Gritava e balançava a mão, olhando ao redor. Um grito forte, de homem rude, camisa desabotoada, peito aberto. A mão direita em riste, o pacote de jornais amassado sob o braço esquerdo.


Não tenham medo. Todos a bordo.


Fiquei ali, olhando sem sentir. Havia o da Bíblia que, com uma caixa expelindo sons metálicos, bradava pela salvação. Para onde fora? Dera lugar ao intrépido marinheiro que concitava o povo, não para a salvação, mas para desbravar os mares.

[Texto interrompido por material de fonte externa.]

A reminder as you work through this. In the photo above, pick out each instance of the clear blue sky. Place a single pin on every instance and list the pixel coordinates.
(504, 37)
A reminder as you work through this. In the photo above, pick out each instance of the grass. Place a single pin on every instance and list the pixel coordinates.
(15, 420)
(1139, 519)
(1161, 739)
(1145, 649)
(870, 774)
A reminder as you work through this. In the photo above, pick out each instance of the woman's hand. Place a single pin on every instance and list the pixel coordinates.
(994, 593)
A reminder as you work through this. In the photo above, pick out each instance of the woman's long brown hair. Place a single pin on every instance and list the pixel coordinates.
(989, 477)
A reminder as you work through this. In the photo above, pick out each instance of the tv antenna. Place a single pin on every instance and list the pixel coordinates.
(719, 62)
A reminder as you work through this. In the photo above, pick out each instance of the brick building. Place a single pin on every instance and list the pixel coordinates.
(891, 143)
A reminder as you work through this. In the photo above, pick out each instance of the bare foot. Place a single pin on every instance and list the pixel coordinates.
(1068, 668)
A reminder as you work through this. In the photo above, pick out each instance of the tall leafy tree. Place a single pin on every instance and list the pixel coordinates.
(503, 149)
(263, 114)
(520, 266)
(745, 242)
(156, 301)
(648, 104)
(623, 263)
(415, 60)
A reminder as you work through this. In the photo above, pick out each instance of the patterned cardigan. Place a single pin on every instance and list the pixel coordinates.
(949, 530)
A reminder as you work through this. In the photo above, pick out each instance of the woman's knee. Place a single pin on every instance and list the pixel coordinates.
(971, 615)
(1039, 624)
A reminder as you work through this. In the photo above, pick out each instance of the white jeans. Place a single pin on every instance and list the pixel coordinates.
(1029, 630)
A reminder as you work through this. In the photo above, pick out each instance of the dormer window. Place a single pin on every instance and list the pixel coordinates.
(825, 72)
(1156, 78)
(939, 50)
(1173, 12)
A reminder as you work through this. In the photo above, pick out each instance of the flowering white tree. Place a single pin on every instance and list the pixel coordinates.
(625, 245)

As pessoas passavam sem dar importância. A mulher de saia justa, passos curtos e apressados, outra carregando, em arrastão, o filho pequeno, quase lhe arrancando o braço, pessoas sentadas à sombra, conversando sobre futebol e o preço dos alimentos. O que mais sofria era o porteiro do número 1418. Com seu terno puído e engomado, calor de quarenta graus, tinha de ouvir os gritos de lunáticos navegadores sem arredar pé. Mas qual navegar não o é?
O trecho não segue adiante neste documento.